2023 - The General Data Protection Regulation (GDPR) Test

Questions and Answers

When did the General Data Protection Regulation (GDPR) come into force?

• May 2016 (correct)
• May 2022
• May 2018
• May 2020

What does the GDPR require in terms of personal data?

• It should be purchased lawfully (correct)
• It should be kept for as long as possible
• It should be collected for any purposes
• It should be processed in any manner

What is the role of the European Data Protection Board under the GDPR?

• To monitor data processors
• To manage data subject access requests
• To enforce fines for breaches
• To issue opinions and guidance (correct)

What are the potential fines for breaches of the GDPR?

4% of annual turnover or €20 million (D)

Which legislation is currently in effect for data protection in the EU?

The Data Protection Directive of 1995 (C)

What is the main change regarding accountability under the GDPR?

Data controllers must maintain a written record of their data protection activities (D)

What are the enhanced rights for data subjects under the GDPR?

All of the above (D)

What is the role of the European Data Protection Board under the GDPR?

To issue opinions and guidance to ensure the consistent application of GDPR (C)

What is the new requirement for notifying breaches under the GDPR?

Notify the relevant Data Protection Authority 'without undue delay' (C)

What is one of the key principles of data protection legislation and good practice?

Processing personal information only for legitimate organisational purposes (C)

Study Notes

GDPR Overview

• The General Data Protection Regulation (GDPR) came into force on May 25, 2018.

Personal Data Requirements

• GDPR requires that personal data be processed lawfully, fairly, and transparently; collected for specific, explicit, and legitimate purposes; and be adequate, relevant, and limited to what is necessary.

European Data Protection Board

• The European Data Protection Board (EDPB) is responsible for ensuring consistent application of the GDPR across the EU, issuing guidelines and recommendations, and promoting cooperation among supervisory authorities.

Fines for Breaches

• The GDPR imposes fines of up to €20 million or 4% of a company's global annual turnover for breaches, whichever is greater.

Current Data Protection Legislation

• The GDPR is currently in effect for data protection in the EU.

Accountability

• The GDPR introduces a new principle of accountability, which requires organizations to demonstrate compliance with the regulation, including implementing appropriate technical and organizational measures.

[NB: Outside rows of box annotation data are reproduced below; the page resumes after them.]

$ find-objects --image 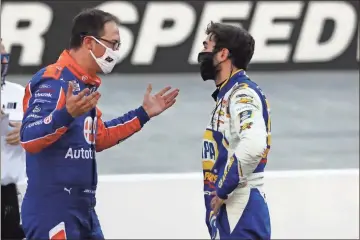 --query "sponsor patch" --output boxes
[240,122,253,132]
[240,110,252,123]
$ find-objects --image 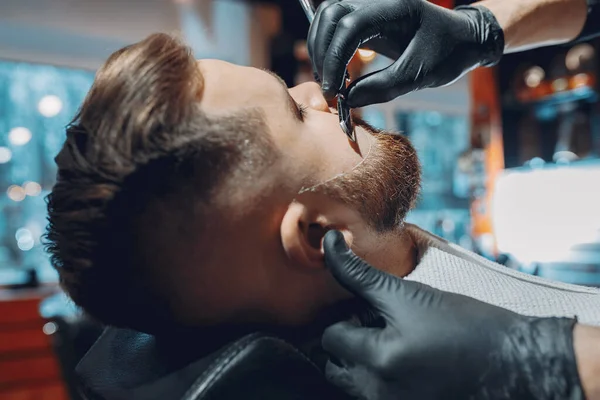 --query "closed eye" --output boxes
[295,101,308,122]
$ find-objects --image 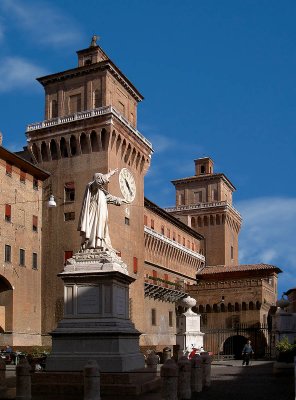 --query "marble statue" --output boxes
[77,169,128,251]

Enhanced Rights for Data Subjects

• Under the GDPR, data subjects have enhanced rights, including the right to be informed, access, rectification, erasure, restriction of processing, data portability, and objection to processing.

Notifying Breaches

• The GDPR introduces a new requirement for notifying breaches to the supervisory authority within 72 hours of becoming aware of the breach, and to the affected data subjects without undue delay.

Key Principles of Data Protection

• One of the key principles of data protection legislation and good practice is that personal data should be processed lawfully, fairly, and transparently.